No. 114s crew beat off repeated boarding attempts, during which several of her crew were killed or wounded. Bodenhoff was badly wounded, but the boarding party's commander, Lieutenant A. M. Hawkins, saved his life by preventing a British sailor from delivering the final blow. Eventually, the British captured No. 114 as well. The Tromsø garrison, which was not assembled in time and whose cannons were out of range of the fighting, did not participate in the battle. Horatios crew suffered nine men killed and 16 wounded, two of them mortally, while the Dano-Norwegians suffered between 5 and 10 killed and 13 wounded. The surviving crews of No. 97 and No. 114, including Bodenhoff, were taken prisoner, along with an American prize lying in Tromsø harbour.

==Aftermath==

Following the battle, Stuart decided to return to England due to the high casualties his crew had sustained in the fighting. All three prizes were taken to England as well, and the prisoners of war captured off Tromsø remained in British captivity until 1814. Although the British had captured both warships in Tromsø harbour, the defenders had prevented Horatio from gaining access to the town's grain stores. Four men from the two Dano-Norwegian warships avoided being captured by the British by swimming ashore, and one later remarked of Bodenhoff:

They were a great fight, and our chief was in the lead the whole time.

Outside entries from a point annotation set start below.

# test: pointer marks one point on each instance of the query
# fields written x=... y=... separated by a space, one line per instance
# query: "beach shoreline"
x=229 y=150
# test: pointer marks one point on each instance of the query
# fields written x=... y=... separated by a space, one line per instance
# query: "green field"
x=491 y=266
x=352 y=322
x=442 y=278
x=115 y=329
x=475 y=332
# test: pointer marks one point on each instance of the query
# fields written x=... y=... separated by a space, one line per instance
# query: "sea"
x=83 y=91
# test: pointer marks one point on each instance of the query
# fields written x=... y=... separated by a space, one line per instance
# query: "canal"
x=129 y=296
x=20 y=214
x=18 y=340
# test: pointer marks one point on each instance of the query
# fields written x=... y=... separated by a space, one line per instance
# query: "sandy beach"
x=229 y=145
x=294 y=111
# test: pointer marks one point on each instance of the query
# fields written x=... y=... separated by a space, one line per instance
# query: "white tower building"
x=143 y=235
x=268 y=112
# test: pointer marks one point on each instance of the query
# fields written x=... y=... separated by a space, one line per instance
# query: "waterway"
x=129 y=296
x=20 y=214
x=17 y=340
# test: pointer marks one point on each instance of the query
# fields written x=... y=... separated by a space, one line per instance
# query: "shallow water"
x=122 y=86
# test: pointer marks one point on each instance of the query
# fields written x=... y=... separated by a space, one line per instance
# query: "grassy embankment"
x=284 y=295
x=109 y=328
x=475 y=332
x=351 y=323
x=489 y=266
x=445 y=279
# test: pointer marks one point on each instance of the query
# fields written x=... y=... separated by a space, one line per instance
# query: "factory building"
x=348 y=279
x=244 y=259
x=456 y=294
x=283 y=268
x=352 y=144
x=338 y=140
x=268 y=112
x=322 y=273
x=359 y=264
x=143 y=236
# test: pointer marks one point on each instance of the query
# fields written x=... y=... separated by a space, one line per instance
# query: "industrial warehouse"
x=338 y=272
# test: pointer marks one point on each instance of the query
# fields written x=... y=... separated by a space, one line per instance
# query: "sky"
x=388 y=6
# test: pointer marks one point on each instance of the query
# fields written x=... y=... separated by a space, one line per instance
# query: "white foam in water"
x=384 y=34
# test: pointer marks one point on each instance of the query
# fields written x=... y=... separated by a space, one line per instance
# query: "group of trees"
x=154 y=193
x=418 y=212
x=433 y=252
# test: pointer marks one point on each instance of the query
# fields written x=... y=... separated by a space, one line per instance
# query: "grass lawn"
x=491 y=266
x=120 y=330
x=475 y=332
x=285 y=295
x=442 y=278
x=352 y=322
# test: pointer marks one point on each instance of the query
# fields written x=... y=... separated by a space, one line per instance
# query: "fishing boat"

He defended himself like a lion, even though they had almost chopped him to pieces.

This quote led Bodenhoff to be nicknamed "the lion of Tromsø". The battle, which was the last engagement fought by Britain in Norwegian waters during the Gunboat War, was ultimately a contributing factor in the British Admiralty's decision to issue secret orders prohibiting risky attacks on foreign coasts.